Saturday, November 10, 2012

Democratic National Convention Airbrushes Auto Bailout


Granholm Speech At Democratic National Convention Airbrushes Auto Bailout
(Huffington Post, 6 September 2012)

Michigan Gov. Jennifer Granholm delivered a rousing defense of the auto industry bailout Thursday night, totaling up the number of well-paying jobs that were saved by the controversial decision. President Barack Obama, in the spring of 2009, approved an $85 billion package that is widely credited with bringing about a subsequent turnaround.  Obama has been hammered for the decision, so he deserves credit for it now that it's gone well.  But Granholm left out a significant element of the story. During the time between Obama's election and inauguration, he worked closely with President George W. Bush to save the industry.

In 2008, Bush announced $17.4 billion in loans to the automakers. Had he not done so, it's unlikely the industry would have made it to Jan. 20th.  "There's too great a risk that bankruptcy now would lead to a disorderly liquidation of American auto companies," Bush said at the time, justifying the bailout.  Giving Bush credit wouldn't have taken away from Obama's accomplishment, and even makes Romney's rejection of the intervention look that much more out of step. But that's not the story Granholm told.  "The entire auto industry, and the lives of over one million hard-working Americans, teetered on the edge of collapse; and with it, the whole manufacturing sector," Granholm said. "We looked everywhere for help. Almost nobody had the guts to help us -– not the banks, not the private investors and not Bain capital. Then, in 2009, the cavalry arrived: our new president, Barack Obama."

Romney's own stance on the bailout will likely hurt him in Midwestern states. Suggesting the troubled automakers go into bankruptcy without government intervention, Romney wrote an op-ed for The New York Times under the headline "Let Detroit Go Bankrupt."  Democrats have assailed Romney for that position throughout the convention, with speakers like United Auto Workers President Bob King, AFL-CIO President Richard Trumka and Granholm herself reminding viewers that Romney opposed the bailout. Like Granholm, King also made a point of reciting the "Let Detroit Go Bankrupt" line.

None of those Democratic speakers, however, mentioned that the auto rescue in fact began under Bush.


 
 
Obama's DNC Speech Exaggerates Auto Bailout Benefits

(By Nate C. Hindman, The Huffington Post, 10 September 2012)

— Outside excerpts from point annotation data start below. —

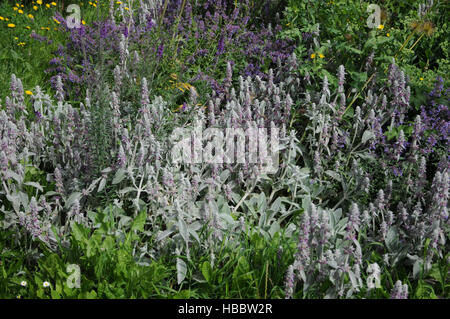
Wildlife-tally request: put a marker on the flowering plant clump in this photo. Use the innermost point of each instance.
(183, 149)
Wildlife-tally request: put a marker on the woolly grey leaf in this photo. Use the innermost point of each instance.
(35, 185)
(120, 175)
(181, 270)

In his formal acceptance of the Democratic presidential nomination last night, President Barack Obama celebrated his administration’s efforts to get the U.S. auto industry “back on top of the world," echoing remarks he made in a campaign stop earlier this month.  “The American auto industry has come roaring back,” Obama said then, nearly five years after the onset of an economic downturn that threatened to sink the nation’s largest carmakers.  But there’s one small problem with those assertions. The federal government's $80 billion bailout of General Motors and Chrysler, started under President George W. Bush and continued under Obama, hasn’t returned the sector to the top of the world. And that supposed roaring has fallen on deaf ears among taxpayers who are still owed billions by the car companies and autoworkers who are still out of a job.

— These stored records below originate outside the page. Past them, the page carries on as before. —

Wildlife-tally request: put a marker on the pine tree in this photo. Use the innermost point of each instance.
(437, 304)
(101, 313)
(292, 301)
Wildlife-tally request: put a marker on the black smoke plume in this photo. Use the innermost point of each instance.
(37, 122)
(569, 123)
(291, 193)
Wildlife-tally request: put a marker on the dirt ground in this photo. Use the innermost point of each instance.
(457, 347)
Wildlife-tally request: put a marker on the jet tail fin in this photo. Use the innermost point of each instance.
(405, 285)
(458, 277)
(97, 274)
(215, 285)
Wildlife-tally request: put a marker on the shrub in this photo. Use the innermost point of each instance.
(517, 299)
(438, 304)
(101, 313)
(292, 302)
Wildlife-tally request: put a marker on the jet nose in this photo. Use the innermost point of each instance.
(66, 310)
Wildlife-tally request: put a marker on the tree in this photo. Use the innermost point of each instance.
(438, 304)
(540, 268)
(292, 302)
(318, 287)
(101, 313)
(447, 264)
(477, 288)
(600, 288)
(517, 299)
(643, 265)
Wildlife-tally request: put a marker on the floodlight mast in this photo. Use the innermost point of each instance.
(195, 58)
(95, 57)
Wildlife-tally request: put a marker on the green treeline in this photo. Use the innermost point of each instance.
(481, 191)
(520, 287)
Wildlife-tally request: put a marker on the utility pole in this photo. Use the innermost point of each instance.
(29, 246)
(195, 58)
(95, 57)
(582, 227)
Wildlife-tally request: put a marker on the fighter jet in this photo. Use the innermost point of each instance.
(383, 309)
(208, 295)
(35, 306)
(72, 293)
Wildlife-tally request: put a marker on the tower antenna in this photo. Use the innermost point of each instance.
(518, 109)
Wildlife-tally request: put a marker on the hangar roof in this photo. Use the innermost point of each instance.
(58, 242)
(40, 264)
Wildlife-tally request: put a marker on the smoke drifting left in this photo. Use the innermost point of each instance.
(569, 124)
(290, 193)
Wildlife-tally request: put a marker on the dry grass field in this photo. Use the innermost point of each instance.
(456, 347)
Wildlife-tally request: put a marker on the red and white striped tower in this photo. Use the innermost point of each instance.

GM, the country's largest carmaker and the recipient of $50 billion in government funds, has slipped to No. 2 and is headed for third place in global sales this year, behind Toyota and Volkswagen. And despite last year being the most profitable year in GM’s 103-year history, the automaker still owes taxpayers a whopping $25 billion. Chrysler, for its part, has repaid most of its federal loans.  Employment in the auto industry remains 12 percent below what it was before the recession started in December 2007, the Washington Post recently noted. In contrast, overall private employment is only four percent below what it was before the recession began.

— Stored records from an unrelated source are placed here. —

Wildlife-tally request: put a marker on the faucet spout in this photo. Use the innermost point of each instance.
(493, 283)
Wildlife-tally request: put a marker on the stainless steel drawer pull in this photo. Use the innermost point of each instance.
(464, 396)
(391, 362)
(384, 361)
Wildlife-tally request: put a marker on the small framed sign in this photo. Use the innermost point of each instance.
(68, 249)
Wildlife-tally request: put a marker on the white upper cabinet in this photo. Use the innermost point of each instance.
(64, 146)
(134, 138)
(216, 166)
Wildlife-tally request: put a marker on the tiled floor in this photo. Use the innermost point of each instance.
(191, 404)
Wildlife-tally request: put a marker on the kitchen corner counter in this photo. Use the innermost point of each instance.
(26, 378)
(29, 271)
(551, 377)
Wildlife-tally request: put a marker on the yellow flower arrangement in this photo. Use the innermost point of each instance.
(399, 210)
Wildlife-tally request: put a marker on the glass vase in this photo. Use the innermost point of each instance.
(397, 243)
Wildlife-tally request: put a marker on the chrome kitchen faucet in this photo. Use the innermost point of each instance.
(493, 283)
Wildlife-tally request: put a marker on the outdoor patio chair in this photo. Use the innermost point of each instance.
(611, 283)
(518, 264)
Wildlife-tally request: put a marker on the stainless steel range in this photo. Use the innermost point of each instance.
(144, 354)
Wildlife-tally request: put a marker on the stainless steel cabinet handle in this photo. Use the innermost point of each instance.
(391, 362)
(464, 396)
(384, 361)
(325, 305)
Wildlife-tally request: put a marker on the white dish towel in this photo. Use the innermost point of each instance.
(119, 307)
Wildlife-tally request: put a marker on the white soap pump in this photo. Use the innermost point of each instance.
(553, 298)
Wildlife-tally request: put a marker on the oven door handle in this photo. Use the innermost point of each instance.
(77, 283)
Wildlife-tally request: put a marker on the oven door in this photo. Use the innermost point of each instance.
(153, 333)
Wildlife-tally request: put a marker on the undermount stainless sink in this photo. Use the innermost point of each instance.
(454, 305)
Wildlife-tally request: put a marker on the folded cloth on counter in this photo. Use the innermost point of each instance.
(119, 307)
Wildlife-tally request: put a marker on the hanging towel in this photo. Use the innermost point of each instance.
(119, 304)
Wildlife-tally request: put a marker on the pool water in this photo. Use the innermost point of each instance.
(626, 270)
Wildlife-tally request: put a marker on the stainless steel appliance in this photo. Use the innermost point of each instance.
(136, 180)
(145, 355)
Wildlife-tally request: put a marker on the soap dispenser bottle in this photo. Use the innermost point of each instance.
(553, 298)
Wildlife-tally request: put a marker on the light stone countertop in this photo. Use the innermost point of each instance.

To be sure, U.S. auto jobs and sales have seen a resurgence, and economists agree that a bailout was vital to keep the industry afloat. “Without financial help from the federal government, all three vehicle producers and many of their suppliers might have had to liquidate many operations, with devastating effects on the broader economy,” economists Mark Zandi, of Moody’s Analytics, and Alan Blinder, of Princeton University, wrote in a report cited by Bloomberg.  A majority of Americans also view the federal bailout of the auto industry as helpful to the U.S. economy, according to polls by the Pew Research Center and Quinnipiac University.  But to tout the auto industry’s comeback alongside less controversial accomplishments, like the killing of Osama Bin Laden -- as Obama’s campaign has done with its “Bin Laden is dead and GM is alive” slogan -- may be a stretch.